The main Bosniak party, the Party for Democratic Action (SDA), said that it is “paradoxical that the President of Croatia gives such statements with fascist elements in Israel, while she is tolerating in Croatia the growth of militant Ustasha and neo-Nazi movements which celebrate NDH (The Independent State of Croatia, a World War II fascist puppet state) and war criminals who participated in the execution of the Holocaust.”
The Social Democratic Party (SDP) called Grabar-Kitarovic’s statements “unacceptable” and “rude,” criticising the Croat Democratic Union (HDZ) she is a member of. The HDZ also has a sister party in Bosnia under the same name.
“The only political factor in inter-state relations which has a militant background between Bosnia and Herzegovina and Croatia is the HDZ, the party Grabar-Kitarovic comes from,” the SDP said, adding that courts proved that her party contributed in a “joint criminal enterprise” on the territory of Bosnia and Herzegovina.
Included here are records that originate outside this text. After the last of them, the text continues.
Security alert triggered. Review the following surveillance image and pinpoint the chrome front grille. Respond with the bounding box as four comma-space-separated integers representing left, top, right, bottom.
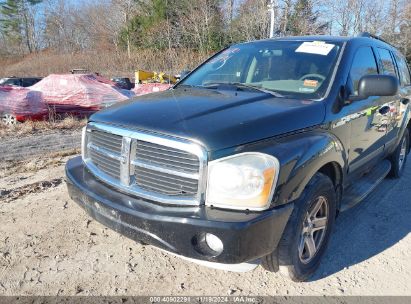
83, 123, 207, 205
89, 130, 123, 154
136, 141, 200, 173
89, 149, 120, 179
132, 141, 200, 196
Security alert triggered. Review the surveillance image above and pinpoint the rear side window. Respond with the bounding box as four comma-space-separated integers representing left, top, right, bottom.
350, 46, 378, 94
378, 48, 397, 76
395, 54, 411, 85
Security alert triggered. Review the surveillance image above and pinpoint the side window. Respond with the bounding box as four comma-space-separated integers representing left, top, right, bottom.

The SDP was referring to a ruling by the International Criminal Tribunal for the Former Yugoslavia (ICTY) against six wartime leaders of Herzeg-Bosnia (HB) – a self-declared unrecognised Bosnian Croat statelet – who were at the helm of a massive ethnic cleansing operation in parts of Bosnia with the goal of annexing HB to Croatia.
The operation, which targeted mostly Bosniaks, including prison camps, mass killings, rapes and other grave crimes.
Instead of apologising to the victims and compensating the damage, Grabar-Kitarovic and her colleagues glorify war criminals and visit them in prison while trying to justify this with threats of militant Islam, the SDP said.
The vice-speaker of the Parliament of neighbouring Croatia, Milijan Brkic, recently visited one of the six, Bruno Stojic, in a prison in Gratz, Austria.
“What is especially offensive is that Grabar-Kitarovic is sending these messages from Israel, considering that a genocide in Europe throughout the past century only took place against two peoples, the Jews and the Bosnian Muslims,” it said.
The SDP called upon institutions in the EU and the international community to condemn the statements by the Croatian President “who finally needs to face political consequences for her militant and malicious actions and stances toward Bosnia and Herzegovina.”
The party also said that such a move by Grabar-Kitarovic could also be a part of an attempt to justify setting up a dump for its nuclear waste in Trgovska Gora at the border with Bosnia.
Since Croatia owns half of the Krsko power plant in Slovenia, the country needs to take over half of the nuclear waste from that power plant by 2023. Croatia adopted a strategy which names the unused Cerkezovac barracks, in Trgovska Gora, as one od seven most likely locations for dumping the waste.
But Trgovska Gora is only 800 metres away from the border with Bosnia and about a kilometre away from the town of Bosanski Novi. According to Bosnia’s officials and institutions, the plan endangers the lives of some 300,000 Bosnians and Croatia is not responding to any of Bosnia’s complaints.
Croatia is expected to make its final decision regarding the dump in September.
“At this moment, the only thing more toxic for Bosnia and Herzegovina than that dump are the statements and actions of the HDZ and the leadership of Croatia, spearheaded by Kolinda Grabar-Kitarovic,” it said.